FHI will sign a Memorandum of Understanding (MoU) with PSI to continue the distribution of mosquito nets
and "certeza" which will complement the benefit of those served under the HBC program. They will attempt
to establish collaboration with WFP to provide food to patients in selected cases. Through these efforst
2,083 PLWH will receive palliative care.
FHI continues to strengthen local capacity and has trained 79 individuals in HIV-related community
mobilization for prevention, care and treatment. In addition, they trained 55 person in institutional capacity.

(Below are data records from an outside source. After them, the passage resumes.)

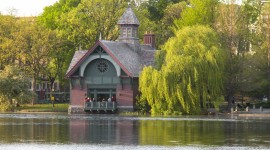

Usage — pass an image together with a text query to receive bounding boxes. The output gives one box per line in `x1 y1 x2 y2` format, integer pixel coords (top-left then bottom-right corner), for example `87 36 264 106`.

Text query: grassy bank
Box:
17 103 69 112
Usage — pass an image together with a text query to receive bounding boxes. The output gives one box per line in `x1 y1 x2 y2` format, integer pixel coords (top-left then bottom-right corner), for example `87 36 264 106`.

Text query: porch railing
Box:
84 102 117 111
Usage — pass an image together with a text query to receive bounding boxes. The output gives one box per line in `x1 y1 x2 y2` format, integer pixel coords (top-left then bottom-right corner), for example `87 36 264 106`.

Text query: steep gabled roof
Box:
117 7 140 25
66 50 87 76
66 40 155 77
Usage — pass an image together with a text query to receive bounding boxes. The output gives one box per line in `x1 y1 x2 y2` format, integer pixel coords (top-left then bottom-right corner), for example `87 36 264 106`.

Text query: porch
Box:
84 101 117 112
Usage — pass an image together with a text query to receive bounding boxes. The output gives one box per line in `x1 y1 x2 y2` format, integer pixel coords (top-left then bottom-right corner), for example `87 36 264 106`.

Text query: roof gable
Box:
66 41 133 77
117 7 140 25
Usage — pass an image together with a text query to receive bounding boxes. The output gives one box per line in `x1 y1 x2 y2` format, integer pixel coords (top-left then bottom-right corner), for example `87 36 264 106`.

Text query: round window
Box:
97 60 109 73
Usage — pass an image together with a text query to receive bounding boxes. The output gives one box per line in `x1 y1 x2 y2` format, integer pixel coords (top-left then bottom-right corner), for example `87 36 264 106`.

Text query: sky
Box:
0 0 58 17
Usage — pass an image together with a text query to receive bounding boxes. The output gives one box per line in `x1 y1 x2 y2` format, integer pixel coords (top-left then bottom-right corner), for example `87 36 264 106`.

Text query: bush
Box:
0 94 14 112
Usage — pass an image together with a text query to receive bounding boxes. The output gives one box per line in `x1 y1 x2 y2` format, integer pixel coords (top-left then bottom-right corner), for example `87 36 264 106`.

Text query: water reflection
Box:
0 114 270 149
70 116 138 145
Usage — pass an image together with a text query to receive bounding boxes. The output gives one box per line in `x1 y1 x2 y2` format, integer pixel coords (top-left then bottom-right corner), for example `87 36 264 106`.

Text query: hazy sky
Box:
0 0 58 16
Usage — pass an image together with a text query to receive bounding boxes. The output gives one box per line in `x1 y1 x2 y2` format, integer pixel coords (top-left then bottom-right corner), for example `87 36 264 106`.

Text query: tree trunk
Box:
31 78 36 105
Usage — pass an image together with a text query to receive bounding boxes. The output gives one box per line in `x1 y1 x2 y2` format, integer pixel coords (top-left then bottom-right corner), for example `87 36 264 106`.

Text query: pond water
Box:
0 114 270 150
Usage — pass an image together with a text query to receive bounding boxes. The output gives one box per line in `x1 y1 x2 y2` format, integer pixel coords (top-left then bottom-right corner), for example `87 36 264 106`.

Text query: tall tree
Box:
175 0 218 30
0 65 33 111
139 26 225 114
9 20 56 104
0 15 18 69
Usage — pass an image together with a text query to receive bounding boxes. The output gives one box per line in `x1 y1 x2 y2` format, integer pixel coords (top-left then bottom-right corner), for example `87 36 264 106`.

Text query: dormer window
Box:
122 28 127 37
127 28 132 37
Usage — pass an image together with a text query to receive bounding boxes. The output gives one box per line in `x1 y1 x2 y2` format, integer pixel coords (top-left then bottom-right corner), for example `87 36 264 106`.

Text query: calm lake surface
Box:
0 114 270 150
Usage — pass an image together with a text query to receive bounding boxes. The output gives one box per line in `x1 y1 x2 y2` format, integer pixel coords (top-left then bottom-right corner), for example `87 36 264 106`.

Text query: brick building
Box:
66 7 156 113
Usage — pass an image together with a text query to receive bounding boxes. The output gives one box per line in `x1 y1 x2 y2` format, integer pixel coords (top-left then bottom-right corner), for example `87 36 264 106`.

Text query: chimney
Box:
143 32 156 48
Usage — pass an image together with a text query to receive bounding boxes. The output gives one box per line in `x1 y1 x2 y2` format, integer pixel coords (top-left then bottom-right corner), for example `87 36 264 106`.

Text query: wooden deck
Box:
84 102 117 112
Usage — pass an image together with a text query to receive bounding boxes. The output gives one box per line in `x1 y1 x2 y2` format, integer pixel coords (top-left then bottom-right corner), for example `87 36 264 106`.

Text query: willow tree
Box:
139 25 226 114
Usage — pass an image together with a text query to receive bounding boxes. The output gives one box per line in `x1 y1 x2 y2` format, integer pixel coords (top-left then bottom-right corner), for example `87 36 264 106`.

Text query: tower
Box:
117 6 140 51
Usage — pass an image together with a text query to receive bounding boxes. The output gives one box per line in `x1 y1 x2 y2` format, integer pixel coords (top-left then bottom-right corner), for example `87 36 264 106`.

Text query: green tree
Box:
174 0 218 30
139 26 225 114
0 66 33 111
0 15 18 69
214 0 259 106
9 20 56 104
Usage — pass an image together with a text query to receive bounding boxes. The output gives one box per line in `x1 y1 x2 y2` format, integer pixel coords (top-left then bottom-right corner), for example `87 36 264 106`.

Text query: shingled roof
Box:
117 7 140 26
66 40 155 77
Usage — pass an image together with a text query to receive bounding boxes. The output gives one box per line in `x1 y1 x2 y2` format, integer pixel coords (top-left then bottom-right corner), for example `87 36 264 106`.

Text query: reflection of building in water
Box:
69 119 138 145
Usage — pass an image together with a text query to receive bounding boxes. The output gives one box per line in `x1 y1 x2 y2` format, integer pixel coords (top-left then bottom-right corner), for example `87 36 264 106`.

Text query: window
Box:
97 60 109 73
122 28 127 37
127 28 132 37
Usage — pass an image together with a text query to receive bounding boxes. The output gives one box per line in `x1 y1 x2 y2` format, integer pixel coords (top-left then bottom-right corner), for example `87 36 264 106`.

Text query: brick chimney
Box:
143 32 156 48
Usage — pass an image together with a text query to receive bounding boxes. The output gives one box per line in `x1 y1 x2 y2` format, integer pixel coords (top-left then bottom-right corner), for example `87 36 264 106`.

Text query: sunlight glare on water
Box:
0 144 268 150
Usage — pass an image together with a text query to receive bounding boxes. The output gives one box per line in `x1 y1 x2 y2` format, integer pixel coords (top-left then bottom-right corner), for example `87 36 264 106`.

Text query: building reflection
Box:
70 118 138 145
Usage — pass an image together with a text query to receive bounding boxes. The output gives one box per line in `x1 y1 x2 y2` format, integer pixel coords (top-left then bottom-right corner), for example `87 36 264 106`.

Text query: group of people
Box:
84 96 116 103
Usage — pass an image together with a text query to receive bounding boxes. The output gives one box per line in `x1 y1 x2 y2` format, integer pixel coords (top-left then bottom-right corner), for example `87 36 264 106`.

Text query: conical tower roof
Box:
117 7 140 26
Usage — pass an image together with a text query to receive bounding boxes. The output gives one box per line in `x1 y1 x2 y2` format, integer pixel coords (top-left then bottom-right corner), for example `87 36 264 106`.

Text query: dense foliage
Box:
0 66 34 111
140 26 225 114
0 0 270 114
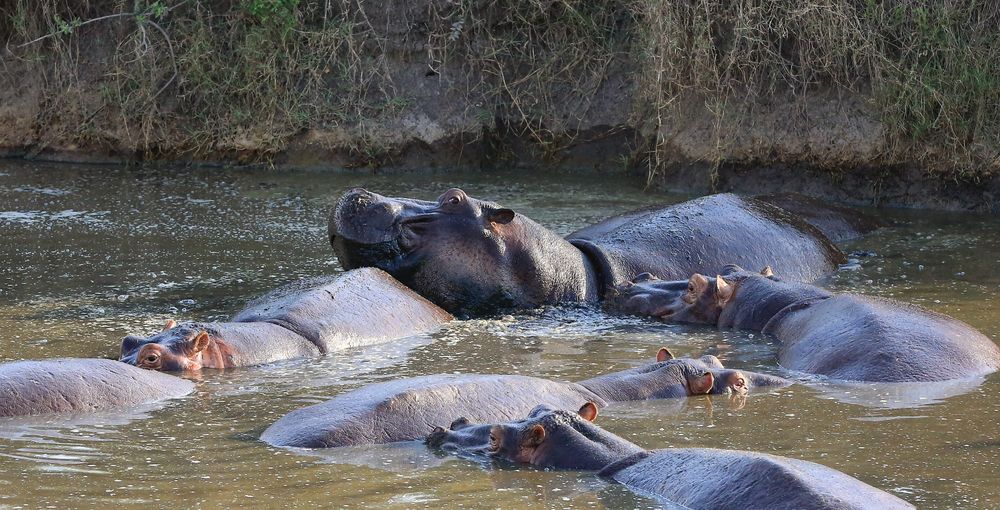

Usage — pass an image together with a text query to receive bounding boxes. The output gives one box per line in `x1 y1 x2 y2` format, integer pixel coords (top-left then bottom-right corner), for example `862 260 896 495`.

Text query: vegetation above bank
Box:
0 0 1000 181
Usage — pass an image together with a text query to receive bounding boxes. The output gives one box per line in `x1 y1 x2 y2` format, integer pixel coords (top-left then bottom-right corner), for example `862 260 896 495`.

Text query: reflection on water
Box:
0 162 1000 508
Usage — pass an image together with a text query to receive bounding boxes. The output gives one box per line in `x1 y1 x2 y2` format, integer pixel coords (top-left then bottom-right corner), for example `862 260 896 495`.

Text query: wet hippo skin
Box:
121 268 452 371
261 349 790 448
329 189 868 316
0 358 194 416
609 266 1000 382
426 403 913 510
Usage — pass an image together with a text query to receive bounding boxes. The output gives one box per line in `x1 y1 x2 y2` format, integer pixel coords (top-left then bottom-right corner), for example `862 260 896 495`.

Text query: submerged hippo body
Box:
0 359 194 417
426 404 913 510
121 268 451 371
261 349 789 448
614 266 1000 382
330 189 872 316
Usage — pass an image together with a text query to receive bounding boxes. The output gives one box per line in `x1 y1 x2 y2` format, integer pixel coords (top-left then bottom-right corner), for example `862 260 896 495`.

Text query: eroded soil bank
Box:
0 0 1000 212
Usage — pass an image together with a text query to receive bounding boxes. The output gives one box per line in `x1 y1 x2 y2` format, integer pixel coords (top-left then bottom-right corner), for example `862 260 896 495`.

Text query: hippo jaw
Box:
329 185 595 317
426 402 642 471
328 188 434 274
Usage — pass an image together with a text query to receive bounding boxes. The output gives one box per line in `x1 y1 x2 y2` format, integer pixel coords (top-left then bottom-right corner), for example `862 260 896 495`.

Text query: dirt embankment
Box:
0 0 1000 211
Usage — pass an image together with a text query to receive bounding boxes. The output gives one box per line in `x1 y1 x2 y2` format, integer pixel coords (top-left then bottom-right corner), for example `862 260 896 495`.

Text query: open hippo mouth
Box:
329 188 436 271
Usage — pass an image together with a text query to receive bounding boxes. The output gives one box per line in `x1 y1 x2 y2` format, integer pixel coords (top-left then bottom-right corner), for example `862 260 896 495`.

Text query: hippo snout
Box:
329 188 403 243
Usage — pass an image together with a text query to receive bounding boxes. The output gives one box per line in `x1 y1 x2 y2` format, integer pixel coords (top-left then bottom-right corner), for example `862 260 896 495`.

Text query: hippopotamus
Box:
329 188 868 317
120 268 452 371
609 265 1000 382
261 348 790 448
425 403 914 510
0 358 194 417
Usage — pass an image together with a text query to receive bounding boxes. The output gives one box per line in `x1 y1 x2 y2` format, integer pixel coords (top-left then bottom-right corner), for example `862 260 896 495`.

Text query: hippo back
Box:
233 268 452 352
754 193 884 243
0 359 194 416
764 294 1000 382
261 374 606 448
566 193 846 288
600 448 913 510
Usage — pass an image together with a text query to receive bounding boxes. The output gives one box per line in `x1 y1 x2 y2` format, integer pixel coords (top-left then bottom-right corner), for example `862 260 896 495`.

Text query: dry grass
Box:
0 0 1000 177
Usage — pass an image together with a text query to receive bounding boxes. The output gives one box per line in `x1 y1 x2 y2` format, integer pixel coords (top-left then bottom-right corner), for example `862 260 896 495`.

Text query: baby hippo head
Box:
581 347 791 401
426 402 641 471
608 266 774 324
118 320 212 372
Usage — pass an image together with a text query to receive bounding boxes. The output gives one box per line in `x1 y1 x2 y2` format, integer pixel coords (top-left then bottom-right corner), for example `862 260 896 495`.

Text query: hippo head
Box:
608 265 774 324
118 320 212 372
426 402 642 471
580 347 791 401
329 188 580 316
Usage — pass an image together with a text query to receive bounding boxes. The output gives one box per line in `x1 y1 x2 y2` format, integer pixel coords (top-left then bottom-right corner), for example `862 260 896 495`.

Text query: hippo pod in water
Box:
121 268 452 371
261 349 790 448
0 358 194 416
426 403 913 510
329 189 875 316
610 265 1000 382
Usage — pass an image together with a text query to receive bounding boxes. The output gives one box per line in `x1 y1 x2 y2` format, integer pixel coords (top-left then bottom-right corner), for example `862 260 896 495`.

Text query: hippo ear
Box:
715 275 733 307
576 402 597 421
489 208 514 225
688 372 715 395
524 425 545 446
656 347 676 362
191 331 210 354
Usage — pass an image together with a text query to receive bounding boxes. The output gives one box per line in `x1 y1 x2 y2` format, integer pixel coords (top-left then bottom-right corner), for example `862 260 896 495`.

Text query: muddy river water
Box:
0 161 1000 509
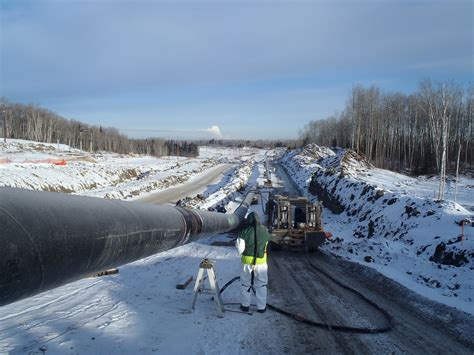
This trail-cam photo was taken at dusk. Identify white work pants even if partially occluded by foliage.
[240,264,268,309]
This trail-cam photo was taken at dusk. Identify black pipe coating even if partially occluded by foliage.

One of FHI new FBO partners is the Association of Muslim Women. In FY07, an additonal 200 people will
be trained to provide palliatev care.
The identification of additional entry points to the continuum of care (e.g. PMTCT, CT and linkages for
clinical care to PLWHA) will be encouraged through FHI's facilitation of linkages between health facilities
and programs. The DPS-Zambézia and local partners will benefit from technical assistance to bolster their
capacity to implement, monitor, improve, and evaluate service delivery for chronically ill individuals as well
as share innovative caring practices for these populations.
Under COP07, mechanisms will be put in place to improve the community to clinic linkages. Although,
NGOs were encouraged to liaise with local clinics, many volunteers were comfortable working at the
community level only. In FY07, volunteers will be required to work along with clinics in caring for PLWHA
on ART, with TB patients, patients with OI, STI and other conditions. At least 50% of all HBC clients will
need to have a clinic record. Treatment adherence also will be supported by a related USG activity to
ensure TB and HIV patients are taking their medicines and not experiencing any overt reactions. In addition,
volunteers will be trained to further recognize OIs and to refer clients to the clinic for proper follow-up.
Coupons for transport or use of bicycle ambulances will be used to ensure clients attendance. Further
training will be held to ensure that HBC supervisors, and volunteers have the necessary skills to handle
these new activities.
Under COP07, capacity building of local CBO/FBO will continue with fervor. With a UGS funded AED
program, tools and materials will be available for NGOs to use with their nascent CBO in provide quality
services and assess and manage outside funding. AED will also provide training on several general topics
(on functional organizations, strengthened management, leadership, advocacy, financial management, etc.)
which will be open to all NGOs and their partners.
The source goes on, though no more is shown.